PDA

View Full Version : Parsing Text File --> Guide Needed



Ali_Talib
23rd December 2008, 04:40
Hi All,

it my pleasure to join the Qt Center. I really enjoy programming with Qt.
But I have some problems in reading text file and processing the data. I need your guide to help in my issue and improving my skills in
programming.

My issue is I have read a file with a standard structure format, which is:


Date Aug-01-1962
START
&ITEM Name='A' MAX= 4322.00 /
&ITEM Name='BB' MAX= 2323.00 /
&ITEM Name='BBB' MAX= 6183.00 /
&ITEM Name='BBA' MAX= 1383.00 /
&ITEM Name='ABB' MAX= 1407.00 /
&ITEM Name='DDA' MAX= 1371.00 /
&ITEM Name='AFF' MAX= 5785.00 /
END


I have to item name and its MAX value or other values and processing them and have ability to change these values in the original text file.
Could please help how to token each line and check how many values there and get them separately in effective way.

Your help is appreciated,
Ali

caduel
23rd December 2008, 07:02
Hard to say without seeing the grammar for the input...

for simple stuff:
read the file line by line;
match the lines against regexs;
add what you gathered from the parsed/matched line to your parse state;
perhaps you might need a state machine if the input is more complex
(to detect things like: here should have been the "START" token, but I got a "&ITEM" instead)

for more complicated stuff:
write a real parser (e.g. recursive descent)

HTH

fullmetalcoder
27th December 2008, 18:25
A sample regexp that could help you to extract data from files of the specified format (provided there are no extra features of the format you did not mention... as caduel said, a more precise grammar would help) :


QRegExp pattern("\\s+&INDEX\\s+(?:(\\w+)=\\s*(\'[^\']+\'|\\S+)\\s+)+/")You can match this regexp against every line of your input.
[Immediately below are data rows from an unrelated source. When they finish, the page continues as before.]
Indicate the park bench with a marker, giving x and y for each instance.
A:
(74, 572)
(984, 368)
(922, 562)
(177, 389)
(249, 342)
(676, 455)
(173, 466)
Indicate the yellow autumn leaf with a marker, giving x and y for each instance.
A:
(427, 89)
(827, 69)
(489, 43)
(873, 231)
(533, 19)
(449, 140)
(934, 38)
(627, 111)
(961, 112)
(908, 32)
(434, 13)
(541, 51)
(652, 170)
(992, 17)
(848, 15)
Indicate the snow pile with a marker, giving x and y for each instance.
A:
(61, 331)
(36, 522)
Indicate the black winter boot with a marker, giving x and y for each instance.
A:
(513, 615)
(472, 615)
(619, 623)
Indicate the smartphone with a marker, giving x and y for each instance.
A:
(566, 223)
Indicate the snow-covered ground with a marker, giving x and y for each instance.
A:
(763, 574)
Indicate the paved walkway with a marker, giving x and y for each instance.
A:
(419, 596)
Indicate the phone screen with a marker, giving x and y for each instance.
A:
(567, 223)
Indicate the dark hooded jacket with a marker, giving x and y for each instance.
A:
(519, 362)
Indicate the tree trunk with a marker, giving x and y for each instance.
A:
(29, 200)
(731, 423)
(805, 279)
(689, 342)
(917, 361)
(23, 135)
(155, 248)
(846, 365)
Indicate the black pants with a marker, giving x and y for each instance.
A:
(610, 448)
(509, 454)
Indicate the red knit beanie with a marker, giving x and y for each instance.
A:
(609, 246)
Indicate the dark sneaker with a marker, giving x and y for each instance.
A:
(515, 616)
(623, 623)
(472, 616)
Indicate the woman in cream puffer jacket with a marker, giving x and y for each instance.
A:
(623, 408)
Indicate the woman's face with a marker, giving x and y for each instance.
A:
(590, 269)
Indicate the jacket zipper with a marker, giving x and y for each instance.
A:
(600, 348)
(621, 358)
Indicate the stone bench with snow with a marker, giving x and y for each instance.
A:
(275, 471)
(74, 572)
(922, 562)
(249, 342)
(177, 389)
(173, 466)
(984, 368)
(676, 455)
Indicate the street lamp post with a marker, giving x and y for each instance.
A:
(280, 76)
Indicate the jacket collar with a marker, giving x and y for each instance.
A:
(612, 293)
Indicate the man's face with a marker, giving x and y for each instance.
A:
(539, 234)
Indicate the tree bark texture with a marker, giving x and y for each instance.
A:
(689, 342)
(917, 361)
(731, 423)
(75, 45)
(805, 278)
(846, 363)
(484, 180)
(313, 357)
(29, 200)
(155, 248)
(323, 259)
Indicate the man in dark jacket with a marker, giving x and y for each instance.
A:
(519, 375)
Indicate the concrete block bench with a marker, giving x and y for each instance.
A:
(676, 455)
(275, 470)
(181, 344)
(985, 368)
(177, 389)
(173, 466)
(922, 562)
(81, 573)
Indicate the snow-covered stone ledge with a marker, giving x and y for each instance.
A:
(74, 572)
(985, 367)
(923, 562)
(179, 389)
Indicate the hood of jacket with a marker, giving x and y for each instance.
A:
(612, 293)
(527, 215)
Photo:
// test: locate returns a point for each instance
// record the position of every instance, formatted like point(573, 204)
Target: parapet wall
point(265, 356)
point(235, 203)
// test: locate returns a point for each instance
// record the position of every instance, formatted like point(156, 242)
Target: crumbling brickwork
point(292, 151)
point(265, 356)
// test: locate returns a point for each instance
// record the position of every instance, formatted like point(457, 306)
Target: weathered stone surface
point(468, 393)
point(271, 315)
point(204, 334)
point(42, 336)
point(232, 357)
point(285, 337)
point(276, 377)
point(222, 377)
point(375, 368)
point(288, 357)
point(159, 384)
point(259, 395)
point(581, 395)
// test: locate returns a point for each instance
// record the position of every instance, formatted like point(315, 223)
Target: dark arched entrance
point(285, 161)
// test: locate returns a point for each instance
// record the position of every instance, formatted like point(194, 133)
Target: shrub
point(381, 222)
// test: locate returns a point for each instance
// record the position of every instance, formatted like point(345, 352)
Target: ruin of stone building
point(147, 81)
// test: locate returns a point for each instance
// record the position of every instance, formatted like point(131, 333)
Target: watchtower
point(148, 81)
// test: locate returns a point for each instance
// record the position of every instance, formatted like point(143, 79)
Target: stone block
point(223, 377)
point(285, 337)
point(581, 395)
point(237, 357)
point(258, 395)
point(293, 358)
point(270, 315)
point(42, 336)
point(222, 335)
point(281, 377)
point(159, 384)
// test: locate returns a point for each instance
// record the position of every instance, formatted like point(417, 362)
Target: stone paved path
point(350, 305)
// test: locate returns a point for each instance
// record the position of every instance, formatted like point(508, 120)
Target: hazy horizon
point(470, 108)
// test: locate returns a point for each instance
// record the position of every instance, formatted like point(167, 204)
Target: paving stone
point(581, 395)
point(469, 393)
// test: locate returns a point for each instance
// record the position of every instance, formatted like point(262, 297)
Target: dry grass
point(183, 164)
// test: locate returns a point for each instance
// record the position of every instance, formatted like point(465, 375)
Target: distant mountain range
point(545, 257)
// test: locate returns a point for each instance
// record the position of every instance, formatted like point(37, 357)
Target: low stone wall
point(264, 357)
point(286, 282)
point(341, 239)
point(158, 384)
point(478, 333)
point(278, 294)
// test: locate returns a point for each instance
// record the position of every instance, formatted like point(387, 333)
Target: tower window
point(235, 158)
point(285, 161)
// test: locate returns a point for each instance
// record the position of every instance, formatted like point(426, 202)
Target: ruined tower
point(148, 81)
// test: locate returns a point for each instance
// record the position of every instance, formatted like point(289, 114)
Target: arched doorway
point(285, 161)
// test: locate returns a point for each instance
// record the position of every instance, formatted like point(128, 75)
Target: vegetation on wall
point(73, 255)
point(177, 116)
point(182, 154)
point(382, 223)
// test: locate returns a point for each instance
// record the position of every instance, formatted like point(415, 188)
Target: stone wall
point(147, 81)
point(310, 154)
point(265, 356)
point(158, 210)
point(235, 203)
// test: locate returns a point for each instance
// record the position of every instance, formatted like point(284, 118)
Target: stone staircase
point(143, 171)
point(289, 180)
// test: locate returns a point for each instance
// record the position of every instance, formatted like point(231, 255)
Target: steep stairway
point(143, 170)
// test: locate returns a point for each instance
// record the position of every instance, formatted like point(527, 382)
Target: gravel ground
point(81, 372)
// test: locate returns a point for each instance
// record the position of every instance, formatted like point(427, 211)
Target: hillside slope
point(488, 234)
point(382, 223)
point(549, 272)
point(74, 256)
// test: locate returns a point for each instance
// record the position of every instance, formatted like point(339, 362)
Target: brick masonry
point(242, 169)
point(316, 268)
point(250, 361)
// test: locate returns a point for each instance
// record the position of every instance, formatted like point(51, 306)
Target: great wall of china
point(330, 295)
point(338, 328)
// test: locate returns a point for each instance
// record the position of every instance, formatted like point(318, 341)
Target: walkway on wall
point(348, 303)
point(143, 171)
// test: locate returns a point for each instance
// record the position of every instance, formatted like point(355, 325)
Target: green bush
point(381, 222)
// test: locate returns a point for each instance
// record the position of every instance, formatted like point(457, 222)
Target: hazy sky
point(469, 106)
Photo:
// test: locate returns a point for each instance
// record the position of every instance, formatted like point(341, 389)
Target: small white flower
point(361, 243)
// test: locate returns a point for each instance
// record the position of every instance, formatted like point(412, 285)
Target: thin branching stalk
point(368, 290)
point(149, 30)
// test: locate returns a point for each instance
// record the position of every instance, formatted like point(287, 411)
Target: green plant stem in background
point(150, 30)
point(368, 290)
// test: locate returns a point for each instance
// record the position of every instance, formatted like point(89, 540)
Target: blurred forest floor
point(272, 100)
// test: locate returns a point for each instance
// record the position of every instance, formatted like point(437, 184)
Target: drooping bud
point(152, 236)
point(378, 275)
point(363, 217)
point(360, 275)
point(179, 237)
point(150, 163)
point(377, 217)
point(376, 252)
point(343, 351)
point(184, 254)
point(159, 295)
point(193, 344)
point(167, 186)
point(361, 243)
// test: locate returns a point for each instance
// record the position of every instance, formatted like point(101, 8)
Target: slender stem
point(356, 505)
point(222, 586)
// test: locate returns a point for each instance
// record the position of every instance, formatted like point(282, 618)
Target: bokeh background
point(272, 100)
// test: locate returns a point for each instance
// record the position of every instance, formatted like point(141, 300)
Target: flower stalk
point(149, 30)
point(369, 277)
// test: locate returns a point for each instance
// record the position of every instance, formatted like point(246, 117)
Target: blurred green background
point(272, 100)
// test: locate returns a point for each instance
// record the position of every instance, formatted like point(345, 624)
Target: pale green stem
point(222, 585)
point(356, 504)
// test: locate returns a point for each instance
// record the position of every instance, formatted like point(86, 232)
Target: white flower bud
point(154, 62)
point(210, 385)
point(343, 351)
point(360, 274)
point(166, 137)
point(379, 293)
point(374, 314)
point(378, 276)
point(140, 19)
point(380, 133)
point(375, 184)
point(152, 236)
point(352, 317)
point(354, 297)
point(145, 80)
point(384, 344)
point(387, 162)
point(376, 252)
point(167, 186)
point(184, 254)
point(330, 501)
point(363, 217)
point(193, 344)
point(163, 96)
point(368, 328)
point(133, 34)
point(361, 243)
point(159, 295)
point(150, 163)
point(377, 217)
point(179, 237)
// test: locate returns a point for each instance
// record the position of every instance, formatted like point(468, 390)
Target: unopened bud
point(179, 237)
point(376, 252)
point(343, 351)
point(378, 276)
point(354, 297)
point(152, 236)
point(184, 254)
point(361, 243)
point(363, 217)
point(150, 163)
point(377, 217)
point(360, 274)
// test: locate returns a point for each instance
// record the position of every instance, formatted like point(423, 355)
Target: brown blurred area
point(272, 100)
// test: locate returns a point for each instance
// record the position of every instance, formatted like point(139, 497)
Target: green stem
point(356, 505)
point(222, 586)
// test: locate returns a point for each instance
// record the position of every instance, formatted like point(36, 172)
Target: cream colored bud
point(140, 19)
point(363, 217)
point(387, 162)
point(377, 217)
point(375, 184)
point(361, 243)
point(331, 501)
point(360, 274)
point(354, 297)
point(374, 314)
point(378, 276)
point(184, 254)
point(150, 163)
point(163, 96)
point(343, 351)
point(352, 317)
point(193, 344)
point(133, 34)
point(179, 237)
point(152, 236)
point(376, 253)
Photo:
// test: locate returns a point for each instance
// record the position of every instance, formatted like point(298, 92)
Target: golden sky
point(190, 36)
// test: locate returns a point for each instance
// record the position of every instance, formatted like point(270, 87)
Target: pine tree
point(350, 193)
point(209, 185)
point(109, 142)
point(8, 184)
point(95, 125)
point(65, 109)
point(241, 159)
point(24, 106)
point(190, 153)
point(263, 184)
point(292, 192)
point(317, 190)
If it matches then you can extract data using the list of capturedTexts() (item n is the attribute name (e.g Name or MAX in your example) and n+1 is the corresponding value, as a quoted string or a sequence of non-whitespace characters, n starting from 1) :



// supposing pattern has been matched against a string you can iterate as follow :
int max = pattern.numCaptures() - 1;
QStringList caps = pattern.capturedTexts();
for ( int i = 1; i < max; i += 2 )
{
QString attributeName = caps.at(i);
QString attributeValue = caps.at(i + 1);

// do something with that data now
}
Note : I have not tested this code so there might be a compilation error left but the principle is there.

Ali_Talib
31st December 2008, 08:04
Thanks caduel

it is great idea but very advance for my application, but later it may help me.

Thanks fullmetalcoder

That is what I have tried and work with me as I want.


Thanks for your response.
Ali

sigger
3rd January 2009, 02:54
If you're not locked in to the file format, if you change your file format to XML you may have an easier time parsing using QT's built in XML and DOM classes

fullmetalcoder
4th January 2009, 14:49
Not such a good advice really. XML is a very "trendy" format lately. Many people use it everywhere, mostly to do things it has not been designed for in the first place, just because it saves them the effort of writing proper loading/saving routines themselves. XML is great, no doubt, but it is a design error (though it might be a decent fallback choice for time reasons) to use it for, say, storing settings or any kind of data that do not match the following criteria :


REQUIRES flexible hierarchy
makes the XML signal/noise ratio low, i.e the space taken by tags is WAY smaller than that taken by the actual data (typically, such data fall in the "documents" category)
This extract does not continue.